Project P4
you will improve a program that does matrix multiplication so that it works better with a cache. You will be working with the pa5/matMul/ and pa5/cacheBlocking/ directories for this part. The pa5/matMul/ directory contains a fully written matrix multiplication program pa5/matMul/matMul.c, its pa5/matMul/autograder.py testing script, test cases in pa5/matMul/tests/, and expected answers in pa5/matMul/answers/. The pa5/cacheBlocking/ directory is where you will write your optimized version of matrix multiplication in pa5/cacheBlocking/cacheBlocking.c.
Correctness
First, your matrix multiplication program in cacheBlocking.c should correctly do matrix multiplication. You can use the testing harness in pa5/matMul/ to do this testing. The pa5/cacheBlocking/autograder.py script will also do tests to check for correct matrix multiplication.
Generating memory traces
Second, you can use valgrind to generate memory access traces using this command from the pa5/cacheBlocking/ directory:
valgrind --tool=lackey --trace-mem=yes ./cacheBlocking ../matMul/tests/matrix_a_2x2.txt ../matMul/tests/matrix_b_2x2.txt
Though you can and should just use the pa5/cacheBlocking/autograder.py script, which will call valgrind as above to generate memory traces.

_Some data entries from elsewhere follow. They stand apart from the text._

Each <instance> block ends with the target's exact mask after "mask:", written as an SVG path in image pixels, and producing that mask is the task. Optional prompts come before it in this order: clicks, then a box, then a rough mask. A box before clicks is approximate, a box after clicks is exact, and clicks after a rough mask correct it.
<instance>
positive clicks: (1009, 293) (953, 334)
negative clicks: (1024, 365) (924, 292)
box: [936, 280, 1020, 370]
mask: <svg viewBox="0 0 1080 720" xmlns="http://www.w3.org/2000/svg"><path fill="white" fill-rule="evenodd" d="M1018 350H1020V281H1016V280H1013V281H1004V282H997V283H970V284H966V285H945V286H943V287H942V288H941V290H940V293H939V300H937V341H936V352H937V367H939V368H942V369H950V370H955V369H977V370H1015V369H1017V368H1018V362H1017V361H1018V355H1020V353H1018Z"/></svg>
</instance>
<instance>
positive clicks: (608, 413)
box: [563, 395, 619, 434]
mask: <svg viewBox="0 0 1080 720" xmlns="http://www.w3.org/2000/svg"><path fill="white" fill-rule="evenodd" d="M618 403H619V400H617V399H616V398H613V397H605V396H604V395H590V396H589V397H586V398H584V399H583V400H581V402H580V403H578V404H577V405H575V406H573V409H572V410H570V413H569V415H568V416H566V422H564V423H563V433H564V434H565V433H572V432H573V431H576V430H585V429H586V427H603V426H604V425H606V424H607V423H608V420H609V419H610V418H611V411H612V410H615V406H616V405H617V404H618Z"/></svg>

The pa5/cacheBlocking/tests/ directory contains the memory access traces for the baseline pa5/matMul/matMul program that you are competing against.
Simulating memory accesses on a cache simulator
Third, you can use the reference simulator pa5/csim-ref to simulate the memory traces. For this part of the assignment, we assume a 256-byte 4-way set-associative LRU cache with 16-byte blocks (this design should sound familiar).
The pa5/cacheBlocking/answers/ directory contains the summary statistics for the baseline pa5/matMul/matMul program that you are competing against. You want to optimize your cacheBlocking.c program to perform better than the baseline assuming
the above cache design. For full credit, you should have lesser of both miss count and evictions than the baseline.